Manitoba

Winnipeg police, Child and Family Services agencies agree on new protocols to help find missing kids in care

The Winnipeg Police Service hopes a new way of tracking kids who go missing while under the care of Child and Family Services will make it easier to find them. The agencies now make some phone calls before reporting a child missing.

CFS case workers now doing more 'legwork' before reporting youth as missing to Winnipeg police

A person wearing a hoodie, sitting on a skateboard and leaning against a brick wall, is seen in silhouette.
Winnipeg police Insp. Kelly Dennison says police will still track every child reported missing, but a new arrangement with Child and Family Services will provide better intelligence for police before they start looking for them. (Novikov Alex/Shutterstock)

The vast majority of missing persons calls to Winnipeg police — 80 to 90 per cent — involve kids under the protection of Child and Family Services. But the police service hopes a new agreement with those agencies will bring that number down.

An agreement with the police service and CFS agencies now directs case workers to do a little digging — what one missing persons police inspector calls "legwork" — before creating a missing persons file.

"Just simply check to see, does this missing youth have a cellphone? Did you phone that cellphone? Did this missing youth give you any indication of where they're going? Have you checked their social media? Are they on Facebook posting something from Portage Place?" says Winnipeg police Insp. Kelly Dennison, who works with the service's missing persons unit.

"What we are anticipating is if you do that legwork first you are going to locate them before you have to phone and report them missing."

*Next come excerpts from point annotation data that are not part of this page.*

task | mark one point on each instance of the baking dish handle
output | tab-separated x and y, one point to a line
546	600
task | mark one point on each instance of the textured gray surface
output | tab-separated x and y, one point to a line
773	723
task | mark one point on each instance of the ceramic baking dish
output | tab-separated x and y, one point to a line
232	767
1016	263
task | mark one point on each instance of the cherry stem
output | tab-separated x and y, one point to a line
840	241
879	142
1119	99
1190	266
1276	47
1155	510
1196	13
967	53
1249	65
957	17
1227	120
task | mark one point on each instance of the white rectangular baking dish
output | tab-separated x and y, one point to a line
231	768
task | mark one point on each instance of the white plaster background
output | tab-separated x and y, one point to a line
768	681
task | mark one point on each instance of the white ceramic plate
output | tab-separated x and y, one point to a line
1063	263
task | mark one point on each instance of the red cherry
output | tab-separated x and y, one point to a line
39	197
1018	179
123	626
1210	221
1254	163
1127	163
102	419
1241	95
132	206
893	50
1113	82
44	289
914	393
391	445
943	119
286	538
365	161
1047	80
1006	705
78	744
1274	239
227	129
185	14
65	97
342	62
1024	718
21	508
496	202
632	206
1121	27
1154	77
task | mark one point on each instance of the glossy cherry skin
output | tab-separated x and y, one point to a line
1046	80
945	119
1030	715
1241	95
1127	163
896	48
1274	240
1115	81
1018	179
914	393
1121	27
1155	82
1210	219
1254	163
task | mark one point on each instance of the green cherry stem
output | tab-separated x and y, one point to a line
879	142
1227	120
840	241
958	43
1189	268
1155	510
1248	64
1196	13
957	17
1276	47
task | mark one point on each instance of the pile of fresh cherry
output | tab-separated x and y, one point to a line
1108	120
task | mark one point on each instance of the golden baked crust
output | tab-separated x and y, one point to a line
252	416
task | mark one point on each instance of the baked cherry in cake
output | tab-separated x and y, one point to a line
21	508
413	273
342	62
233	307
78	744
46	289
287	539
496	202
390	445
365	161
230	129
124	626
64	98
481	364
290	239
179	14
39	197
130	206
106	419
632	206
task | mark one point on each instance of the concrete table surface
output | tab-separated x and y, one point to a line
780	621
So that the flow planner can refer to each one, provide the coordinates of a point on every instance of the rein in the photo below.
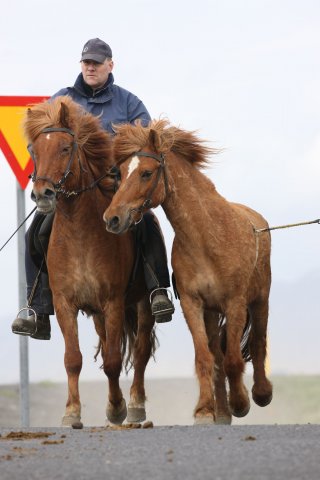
(148, 200)
(268, 229)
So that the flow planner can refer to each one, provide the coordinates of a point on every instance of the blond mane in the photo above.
(90, 136)
(133, 138)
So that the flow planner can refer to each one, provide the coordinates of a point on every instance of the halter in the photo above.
(58, 187)
(148, 201)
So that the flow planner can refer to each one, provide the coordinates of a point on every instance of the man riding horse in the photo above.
(95, 90)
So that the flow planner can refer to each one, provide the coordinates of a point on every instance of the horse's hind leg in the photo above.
(222, 411)
(73, 365)
(262, 387)
(204, 359)
(144, 346)
(112, 360)
(239, 402)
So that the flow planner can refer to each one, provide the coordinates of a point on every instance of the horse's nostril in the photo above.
(114, 222)
(49, 193)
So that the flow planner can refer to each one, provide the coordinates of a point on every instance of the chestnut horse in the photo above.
(221, 264)
(89, 268)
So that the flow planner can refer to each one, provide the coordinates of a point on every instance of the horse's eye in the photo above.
(146, 174)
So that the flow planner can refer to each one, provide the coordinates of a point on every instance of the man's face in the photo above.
(96, 74)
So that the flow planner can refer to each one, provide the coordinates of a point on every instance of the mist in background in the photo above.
(245, 76)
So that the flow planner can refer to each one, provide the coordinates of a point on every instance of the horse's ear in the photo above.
(64, 115)
(154, 139)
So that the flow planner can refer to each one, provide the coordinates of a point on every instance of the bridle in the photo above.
(59, 186)
(147, 203)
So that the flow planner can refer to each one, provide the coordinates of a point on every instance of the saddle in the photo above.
(38, 239)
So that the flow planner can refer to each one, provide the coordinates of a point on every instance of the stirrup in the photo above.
(34, 313)
(165, 290)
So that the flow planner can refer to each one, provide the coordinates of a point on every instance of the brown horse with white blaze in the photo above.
(220, 262)
(89, 268)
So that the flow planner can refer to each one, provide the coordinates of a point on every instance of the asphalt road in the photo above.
(256, 452)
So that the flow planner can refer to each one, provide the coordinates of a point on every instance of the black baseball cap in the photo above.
(97, 50)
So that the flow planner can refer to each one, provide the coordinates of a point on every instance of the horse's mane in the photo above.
(133, 138)
(91, 137)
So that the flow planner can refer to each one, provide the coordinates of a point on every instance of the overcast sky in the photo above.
(245, 75)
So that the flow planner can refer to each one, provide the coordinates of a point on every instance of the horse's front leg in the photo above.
(72, 360)
(222, 411)
(143, 348)
(112, 359)
(204, 359)
(234, 365)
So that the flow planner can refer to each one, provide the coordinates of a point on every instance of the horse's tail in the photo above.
(244, 344)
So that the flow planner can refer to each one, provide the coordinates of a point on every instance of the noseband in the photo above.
(56, 186)
(148, 200)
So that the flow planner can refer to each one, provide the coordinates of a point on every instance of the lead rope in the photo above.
(35, 208)
(268, 229)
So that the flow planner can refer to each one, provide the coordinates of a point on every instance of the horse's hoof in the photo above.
(69, 420)
(204, 420)
(116, 415)
(261, 400)
(136, 414)
(223, 420)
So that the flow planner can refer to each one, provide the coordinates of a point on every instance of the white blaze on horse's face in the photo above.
(133, 165)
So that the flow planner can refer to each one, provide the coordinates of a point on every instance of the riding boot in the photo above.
(156, 268)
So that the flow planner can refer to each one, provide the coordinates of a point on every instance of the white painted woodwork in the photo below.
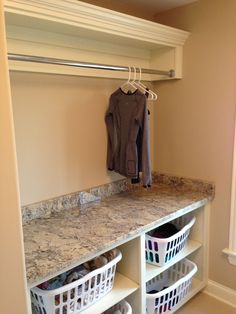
(133, 272)
(70, 29)
(153, 271)
(12, 266)
(231, 250)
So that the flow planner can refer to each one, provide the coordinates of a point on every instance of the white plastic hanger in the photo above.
(145, 88)
(129, 83)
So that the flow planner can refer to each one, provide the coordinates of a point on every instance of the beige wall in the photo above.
(60, 133)
(12, 268)
(194, 118)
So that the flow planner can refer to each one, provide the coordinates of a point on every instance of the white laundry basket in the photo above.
(160, 251)
(120, 308)
(78, 295)
(173, 285)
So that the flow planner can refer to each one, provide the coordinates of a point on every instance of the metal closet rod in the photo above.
(38, 59)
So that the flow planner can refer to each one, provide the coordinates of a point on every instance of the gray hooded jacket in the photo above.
(128, 151)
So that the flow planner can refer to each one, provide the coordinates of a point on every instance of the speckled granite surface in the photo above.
(67, 238)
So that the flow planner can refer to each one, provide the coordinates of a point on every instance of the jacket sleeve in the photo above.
(109, 119)
(146, 162)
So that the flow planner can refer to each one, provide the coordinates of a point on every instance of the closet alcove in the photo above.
(73, 30)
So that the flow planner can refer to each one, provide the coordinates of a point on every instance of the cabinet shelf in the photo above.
(153, 271)
(122, 288)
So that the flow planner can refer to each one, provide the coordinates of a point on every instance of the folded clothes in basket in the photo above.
(79, 271)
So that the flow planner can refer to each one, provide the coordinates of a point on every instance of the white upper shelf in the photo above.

Officers in the missing persons unit recognized there was a problem with dispatching uniformed police to find those kids, some of whom are reported overdue from foster or group homes as many as 15 times, according to Dennison.

Those kids may have missed a curfew and aren't where they're supposed to be, said Dennison.

"If they are going missing 15 times, are they really missing? Or are they at Portage Place? Or at Polo Park? Or at a friend's house? What we are asking of our partners is to do a little bit of that legwork before they phone and report them missing to us."

'Is every child who misses a curfew missing?' says Insp. Kelly Dennison. A new protocol with CFS agencies may help police determine whether a child is actually missing faster. (Jaison Empson/CBC)

He adds the mission hasn't changed for officers in the missing persons unit — but how they accomplish their task has been refocused.

Case workers now have a checklist they should go to before calling police. Calling parents and grandparents or friends is on the list.

Dennison stresses these are broad guidelines that will help, but don't take away from the concern that some of these children are vulnerable to exploitation. Police will still make every effort to find the children as soon as the call comes to them, he said.

But as the inspector in charge of special investigations — including the missing persons and child abuse units — Dennison said the extra effort may help overtaxed police get results faster.

The Province of Manitoba issued a statement to CBC News setting out the parameters of the two-month-old agreement.

"Winnipeg Police Services and Child and Family Services have worked together to create and bring in policy and procedures that support each organization and ultimately children in need," the province's statement said.

"The two organizations have clearly defined what is a missing child and this ensures front-line CFS staff are clear on when a child or youth is missing as opposed to absent briefly, under reasonable circumstances."

The Progressive Conservative government is planning legislative changes to the Child and Family Services Act.

Dennison said the new protocols are so fresh it is hard to measure their impact. Early indications from the first month show a drop of approximately 15 per cent in missing persons reports. 

The police service has received a high level of co-operation from CFS agencies on the agreement, he said.

"They took our recommendations and ran with it."